Flash Crash: A Day to Remember

May 6 was a pretty good day to be trading stocks–even with a 12-minute market freefall that, at one point, cost investors $1 trillion. For starters, traders saw opportunities to make money under conditions that had been fairly rare of late. Volume soared to 19 billion shares, fattening commission revenues, and fundamentals-driven bargain hunters picked up quick gains. Even losers could be, if not winners, not losers, either, after many losses were reversed by the exchanges. 

Good news even appeared on the expense line of the day’s income statement. Traders generally felt a surge in confidence seeing all their IT spending justified under extreme volatility without crashing.

That’s not to say that it was easy keeping their hearts in their chests or that traders saw the drop coming any better than cartoon character Wile E. Coyote ever does. "I was shocked," said Bryan Lonsinger, head of equity positions trading at Janney Montgomery Scott. "I thought my Bloomberg went down. It had been incredibly calm. When I realized what was happening, I took a deep breath and went to work. It was very nerve-racking."

Nor do traders think that the fall and the Grand Canyon-wide bid-ask spreads that developed exemplify how the market should work. Indeed, the evolution of the market structure and current trading practices were thrown on the defensive.

Nasdaq criticized the NYSE for contributing to the collapse by slowing down the flow of orders. The other markets continued trading during the freefall.

Patrick Armstrong, co-president of the Alliance of Floor Brokers, said traders at the New York did what they are supposed to and the system worked.

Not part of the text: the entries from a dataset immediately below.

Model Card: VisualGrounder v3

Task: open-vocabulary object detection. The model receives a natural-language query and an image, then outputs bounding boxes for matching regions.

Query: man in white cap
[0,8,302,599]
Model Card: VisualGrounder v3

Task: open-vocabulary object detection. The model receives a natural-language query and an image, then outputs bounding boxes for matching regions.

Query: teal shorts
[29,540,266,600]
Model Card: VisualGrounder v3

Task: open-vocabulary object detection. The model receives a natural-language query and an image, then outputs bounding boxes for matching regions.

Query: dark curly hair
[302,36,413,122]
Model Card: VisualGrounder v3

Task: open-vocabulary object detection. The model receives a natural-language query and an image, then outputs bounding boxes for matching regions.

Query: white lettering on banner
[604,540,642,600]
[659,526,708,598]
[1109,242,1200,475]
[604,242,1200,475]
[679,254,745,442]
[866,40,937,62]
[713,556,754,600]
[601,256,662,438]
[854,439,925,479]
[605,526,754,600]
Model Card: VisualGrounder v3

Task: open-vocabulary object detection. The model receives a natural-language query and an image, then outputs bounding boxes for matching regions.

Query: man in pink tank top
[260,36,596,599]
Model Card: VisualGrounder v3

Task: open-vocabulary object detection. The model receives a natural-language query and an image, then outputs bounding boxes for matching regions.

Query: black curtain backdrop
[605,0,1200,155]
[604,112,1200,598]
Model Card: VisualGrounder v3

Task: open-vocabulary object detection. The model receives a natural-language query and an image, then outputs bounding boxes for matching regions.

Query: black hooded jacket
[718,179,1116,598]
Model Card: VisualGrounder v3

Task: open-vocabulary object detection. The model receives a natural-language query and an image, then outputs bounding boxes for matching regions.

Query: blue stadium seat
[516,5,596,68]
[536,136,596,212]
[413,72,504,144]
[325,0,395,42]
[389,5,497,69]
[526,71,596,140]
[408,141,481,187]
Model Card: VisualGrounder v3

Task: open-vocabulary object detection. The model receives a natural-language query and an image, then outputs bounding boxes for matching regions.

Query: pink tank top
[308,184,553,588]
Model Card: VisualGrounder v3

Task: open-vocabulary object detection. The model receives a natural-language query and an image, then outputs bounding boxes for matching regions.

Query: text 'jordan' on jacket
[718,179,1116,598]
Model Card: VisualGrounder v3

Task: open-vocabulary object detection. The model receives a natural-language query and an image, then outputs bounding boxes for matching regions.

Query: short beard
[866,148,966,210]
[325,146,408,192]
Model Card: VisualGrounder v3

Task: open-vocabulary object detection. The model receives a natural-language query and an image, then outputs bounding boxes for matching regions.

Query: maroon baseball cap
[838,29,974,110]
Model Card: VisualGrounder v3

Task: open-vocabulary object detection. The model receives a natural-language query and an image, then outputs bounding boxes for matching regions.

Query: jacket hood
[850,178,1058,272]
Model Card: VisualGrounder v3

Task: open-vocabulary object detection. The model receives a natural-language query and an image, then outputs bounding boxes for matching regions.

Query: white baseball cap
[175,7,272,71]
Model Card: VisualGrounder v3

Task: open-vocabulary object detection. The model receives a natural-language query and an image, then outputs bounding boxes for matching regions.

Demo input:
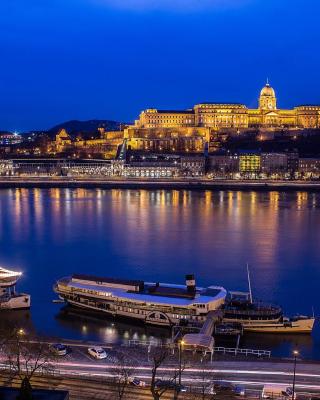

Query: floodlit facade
[134,82,320,129]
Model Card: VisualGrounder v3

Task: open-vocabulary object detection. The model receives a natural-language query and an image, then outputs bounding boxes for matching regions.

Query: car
[155,379,187,393]
[213,381,234,392]
[88,346,107,360]
[50,343,68,356]
[233,385,246,396]
[129,378,146,387]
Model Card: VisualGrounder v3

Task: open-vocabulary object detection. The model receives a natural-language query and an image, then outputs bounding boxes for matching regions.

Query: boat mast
[247,263,253,304]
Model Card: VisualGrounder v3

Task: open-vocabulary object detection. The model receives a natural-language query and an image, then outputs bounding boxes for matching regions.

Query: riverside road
[1,343,320,395]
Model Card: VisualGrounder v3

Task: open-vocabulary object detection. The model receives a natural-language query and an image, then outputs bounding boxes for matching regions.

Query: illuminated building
[208,154,239,176]
[124,82,320,152]
[261,153,288,174]
[298,158,320,178]
[239,151,261,173]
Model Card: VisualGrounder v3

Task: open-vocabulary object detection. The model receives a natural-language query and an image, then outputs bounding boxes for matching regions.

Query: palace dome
[260,83,276,97]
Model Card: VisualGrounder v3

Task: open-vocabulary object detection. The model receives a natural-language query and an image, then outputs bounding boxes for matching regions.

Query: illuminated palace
[124,82,320,151]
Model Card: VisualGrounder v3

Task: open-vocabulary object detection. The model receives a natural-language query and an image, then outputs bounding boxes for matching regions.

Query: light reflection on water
[0,189,320,358]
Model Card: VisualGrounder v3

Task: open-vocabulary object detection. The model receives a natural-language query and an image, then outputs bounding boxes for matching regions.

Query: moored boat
[0,267,31,310]
[223,292,315,333]
[54,274,227,326]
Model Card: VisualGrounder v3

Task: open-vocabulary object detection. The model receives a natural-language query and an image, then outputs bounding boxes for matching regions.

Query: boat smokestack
[186,274,196,293]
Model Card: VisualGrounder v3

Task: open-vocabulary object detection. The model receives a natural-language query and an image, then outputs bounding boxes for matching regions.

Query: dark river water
[0,189,320,359]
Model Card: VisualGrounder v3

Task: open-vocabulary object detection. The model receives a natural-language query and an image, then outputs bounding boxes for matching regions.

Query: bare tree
[112,357,134,400]
[195,368,215,400]
[150,347,184,400]
[1,328,54,400]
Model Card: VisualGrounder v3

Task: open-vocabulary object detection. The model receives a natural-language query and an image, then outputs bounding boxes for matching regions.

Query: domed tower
[259,81,277,110]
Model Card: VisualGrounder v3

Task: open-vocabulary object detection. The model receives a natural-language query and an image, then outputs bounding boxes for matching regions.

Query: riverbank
[0,176,320,191]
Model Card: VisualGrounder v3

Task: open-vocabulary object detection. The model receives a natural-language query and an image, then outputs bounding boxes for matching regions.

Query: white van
[262,383,296,399]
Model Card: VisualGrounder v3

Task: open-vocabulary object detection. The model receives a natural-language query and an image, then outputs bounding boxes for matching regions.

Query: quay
[0,176,320,191]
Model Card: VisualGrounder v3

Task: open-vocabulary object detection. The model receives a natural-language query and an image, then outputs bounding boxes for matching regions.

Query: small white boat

He noted that none of the trades on the NYSE needed to be reversed. He and Daniel Tandy, the other co-president, blamed regulation for the problem-notably Regulation NMS, which overhauled the U.S. equities markets.

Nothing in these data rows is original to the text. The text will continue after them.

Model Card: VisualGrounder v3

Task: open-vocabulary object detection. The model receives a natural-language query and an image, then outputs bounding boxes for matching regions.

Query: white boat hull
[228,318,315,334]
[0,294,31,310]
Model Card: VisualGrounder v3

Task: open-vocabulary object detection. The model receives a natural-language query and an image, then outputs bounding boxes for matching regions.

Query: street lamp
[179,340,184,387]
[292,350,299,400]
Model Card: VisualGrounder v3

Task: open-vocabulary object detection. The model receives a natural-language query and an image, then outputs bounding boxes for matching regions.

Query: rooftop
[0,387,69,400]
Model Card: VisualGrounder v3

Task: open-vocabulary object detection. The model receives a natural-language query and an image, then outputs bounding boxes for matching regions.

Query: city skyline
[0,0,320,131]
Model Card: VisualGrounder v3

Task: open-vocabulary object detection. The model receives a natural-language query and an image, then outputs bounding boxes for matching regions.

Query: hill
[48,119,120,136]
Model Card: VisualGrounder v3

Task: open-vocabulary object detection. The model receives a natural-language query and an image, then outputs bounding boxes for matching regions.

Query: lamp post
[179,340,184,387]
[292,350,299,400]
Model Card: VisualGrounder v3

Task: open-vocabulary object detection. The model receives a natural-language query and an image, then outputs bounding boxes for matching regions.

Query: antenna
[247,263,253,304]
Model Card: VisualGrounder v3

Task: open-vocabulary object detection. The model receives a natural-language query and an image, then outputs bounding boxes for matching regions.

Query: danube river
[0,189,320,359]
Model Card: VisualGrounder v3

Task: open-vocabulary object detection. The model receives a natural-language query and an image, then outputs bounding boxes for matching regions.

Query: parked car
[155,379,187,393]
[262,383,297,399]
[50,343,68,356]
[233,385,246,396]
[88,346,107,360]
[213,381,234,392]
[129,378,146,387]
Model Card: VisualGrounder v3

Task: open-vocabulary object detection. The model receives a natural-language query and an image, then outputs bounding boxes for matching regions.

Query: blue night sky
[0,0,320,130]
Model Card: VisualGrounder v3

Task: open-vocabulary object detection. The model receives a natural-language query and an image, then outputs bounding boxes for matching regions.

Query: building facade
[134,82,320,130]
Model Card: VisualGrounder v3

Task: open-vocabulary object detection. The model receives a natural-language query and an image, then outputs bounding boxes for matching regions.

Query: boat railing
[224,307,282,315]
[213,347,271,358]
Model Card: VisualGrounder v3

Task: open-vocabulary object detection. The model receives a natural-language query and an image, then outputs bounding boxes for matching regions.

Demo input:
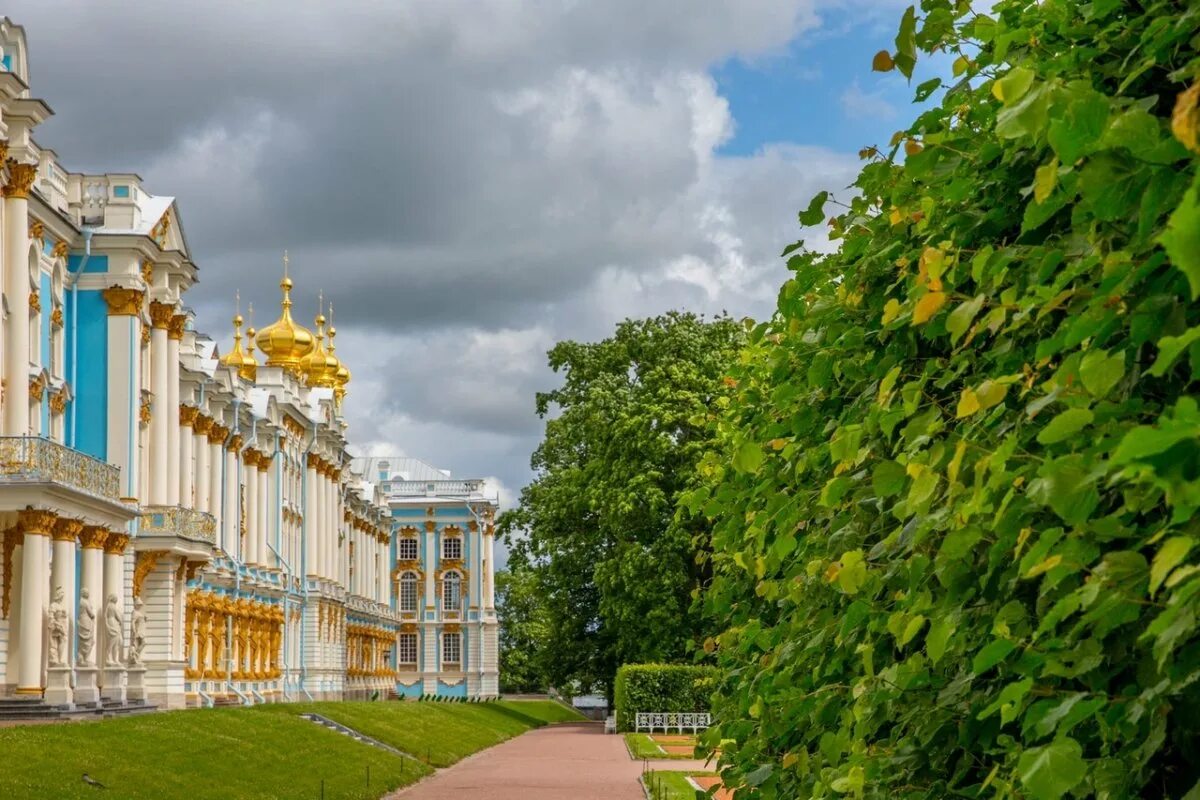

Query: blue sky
[712,8,936,156]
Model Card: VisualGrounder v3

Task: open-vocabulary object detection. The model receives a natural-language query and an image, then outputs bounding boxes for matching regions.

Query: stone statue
[104,594,125,667]
[130,597,146,667]
[49,587,70,667]
[76,587,96,667]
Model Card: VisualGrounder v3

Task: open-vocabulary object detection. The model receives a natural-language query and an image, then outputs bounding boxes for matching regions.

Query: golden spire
[329,303,350,407]
[256,251,313,377]
[300,291,337,387]
[221,291,258,381]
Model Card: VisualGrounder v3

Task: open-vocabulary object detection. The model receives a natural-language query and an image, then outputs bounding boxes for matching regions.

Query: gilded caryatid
[221,314,258,381]
[256,253,313,377]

Craig Rothfeld, executive director of WJB Capital Group, finds fault with dark pools and high-frequency trading. "There’s no liquidity anymore," he said. "We’re also kept in the dark on what’s being traded. It’s not a safe and secure market." Rothfeld is calling for more regulation of the pools and high-frequency trading. (Many suspect that the "flash crash" was accelerated by the dearth of bids, combined with the loss of high-frequency traders, many of whom shut down during the drop.)

Still, whatever threats traders may be operating under they got through May 6 without much, if any, damage. "It proved the performance of our trading platform," said Joe Sokolowski, managing director of U.S. principal program trading at Nomura Securities. "You don’t like to see the price dislocations, but there were no disruptions."

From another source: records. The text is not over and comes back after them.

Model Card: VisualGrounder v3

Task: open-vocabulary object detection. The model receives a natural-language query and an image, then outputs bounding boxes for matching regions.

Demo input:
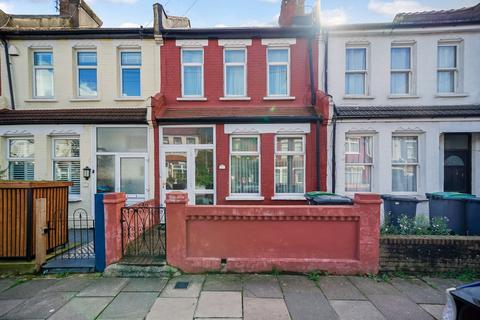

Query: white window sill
[218,97,252,101]
[271,194,305,200]
[225,195,265,201]
[263,96,295,100]
[177,97,207,101]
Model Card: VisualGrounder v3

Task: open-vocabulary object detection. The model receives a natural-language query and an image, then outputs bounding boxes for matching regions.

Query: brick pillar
[103,192,126,266]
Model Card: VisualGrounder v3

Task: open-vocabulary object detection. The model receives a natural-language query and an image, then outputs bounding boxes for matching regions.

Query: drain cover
[173,281,190,289]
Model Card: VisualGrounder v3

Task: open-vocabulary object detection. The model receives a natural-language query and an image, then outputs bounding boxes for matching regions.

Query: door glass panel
[97,155,115,193]
[120,158,145,194]
[165,152,187,191]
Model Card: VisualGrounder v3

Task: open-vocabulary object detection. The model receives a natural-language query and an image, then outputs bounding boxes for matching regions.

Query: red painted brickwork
[167,192,381,274]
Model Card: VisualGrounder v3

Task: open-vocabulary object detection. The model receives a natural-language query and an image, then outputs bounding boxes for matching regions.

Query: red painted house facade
[151,1,328,205]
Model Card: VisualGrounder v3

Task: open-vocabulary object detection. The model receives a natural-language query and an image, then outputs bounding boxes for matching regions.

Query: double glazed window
[53,138,80,196]
[345,48,367,96]
[275,136,305,194]
[392,136,418,192]
[77,51,98,98]
[33,51,54,98]
[224,49,246,97]
[182,49,203,97]
[230,136,260,195]
[267,48,290,97]
[437,45,458,93]
[8,138,35,180]
[120,51,142,97]
[390,47,412,95]
[345,136,373,192]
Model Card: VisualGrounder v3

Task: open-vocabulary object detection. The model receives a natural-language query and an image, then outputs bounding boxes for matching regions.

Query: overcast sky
[0,0,480,27]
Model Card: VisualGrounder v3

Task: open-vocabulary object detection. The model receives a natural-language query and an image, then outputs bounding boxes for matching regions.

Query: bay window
[230,136,260,195]
[392,136,418,192]
[275,136,305,195]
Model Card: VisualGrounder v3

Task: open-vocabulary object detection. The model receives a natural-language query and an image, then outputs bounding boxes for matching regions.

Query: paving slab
[77,278,128,297]
[243,274,283,298]
[330,300,385,320]
[122,278,168,292]
[195,291,243,318]
[420,304,444,320]
[318,276,366,300]
[3,292,75,320]
[243,298,291,320]
[48,297,113,320]
[0,279,58,299]
[203,274,243,291]
[97,292,158,320]
[391,278,446,304]
[160,275,205,298]
[146,298,197,320]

Sokolowski confirmed it when the 12 minutes were up. He looked up and down the trading floor to see that his staff had no problems and received the same news when he called the desk in Europe. Reviewing the collapse later, he and the staff reinforced the need to keep up with the huge and ever-increasing volume and complexity of market data.

If traders’ systems were working–and most appeared to have been–the incredible volatility was largely welcomed. More than 19 billion shares traded hands for the day. It was nearly double the average and a high for the year–in good measure thanks to the dive and bungee-cord rebound.

Nor were commissions from trading the only way to make money. Tony Kiniry, managing director of sales trading at Caris & Co., saw in the collapse an opportunity to put his clients into stocks his firm was watching for them. He had winners in Sybase, Seagate, Apple, Intel, Gap and Broadcom.

"We go by the fundamentals," he said. "Whatever the market is doing, if the price falls below the value of the stock, we’re going to get in. Do the clients appreciate that it worked? We’re just doing our job, right?"

Kiniry can’t wait for another market plunge, but his view was a decidedly minority opinion.

Patrick Fay, head of equity trading at D.A. Davidson & Co., doesn’t think Wall Street is equipped for debacles like this one–and he got a look into the abyss. He was one of the traders who had one of the biggest losses reversed. "It’s a crapshoot, and we lucked out," he said with obvious feeling. Next time–and no one doubts there could be one–he and the rest of Wall Street might not be so lucky.

 

Editors’ note: As Traders Magazine was going to press, the nation’s stock exchanges and the Financial Industry Regulatory Authority (FINRA) were filing rule proposals to introduce circuit breakers on individual stocks. Under the proposals, if a security fell or rose by 10 percent during a five minute period, the exchanges would halt trading for 5 minutes in that security. The rules are expected to go into effect in mid-June.